Untuk memilih ukuran gambar terbaik di Photoshop, Anda perlu mempertimbangkan tujuannya: untuk dicetak atau ditampilkan di layar. Untuk dicetak, resolusi 300 DPI (dots per inch) umumnya disarankan, sementara resolusi layar biasanya 72 DPI.
Photoshop juga memungkinkan Anda untuk mengkonversi ukuran editan yang ada ke piksel, sentimeter, inci, dan unit pengukuran lainnya sehingga sangat praktis untuk mengubah ukuran hanya dalam sekejap.
Apa Itu RGB Color & Bedanya Dengan CMYK
RGB (singakatan dari Red, Green, Blue) ialah model warna aditif yang memakai cahaya untuk memunculkan warna di perangkat elektronik seperti televisi, komputer, dan layar HP. Tampilan yang dihasilkan oleh warna RGB ini vibrant dan cerah dengan mencampuri tiga warna dasar ini dalam berbagai intensitas, yang cocok untuk media digital, video dan situs web.
Ketika tiga warna ini disatukan pada intensitas maksimal maka akan menghasilkan warna putih. Model RGB ini bisa menampilkan sekitar 16 juta warna, jauh lebih banyak jika dibandingkan dengan model CMYK yang dipakai untuk hasil cetak fisik (printing/percetakan).
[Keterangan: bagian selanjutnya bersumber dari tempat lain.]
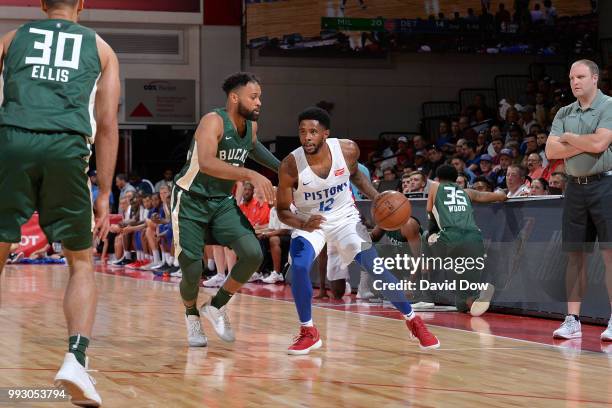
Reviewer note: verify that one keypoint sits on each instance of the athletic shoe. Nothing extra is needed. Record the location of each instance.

CMYK singkatan dari Cyan, Magenta, dan Kuning. Pallete ini sering menjadi pilihan buat para desainer yang ingin membuat produk fisik atau cetak seperti baliho maupun poster dan sejenisnya. Jika ketiga warna utama RGB yang digabungkan menjadi warna putih, berbeda dengan CMYK yang warna utamanya jika digabungkan maka akan menjadi warna hitam.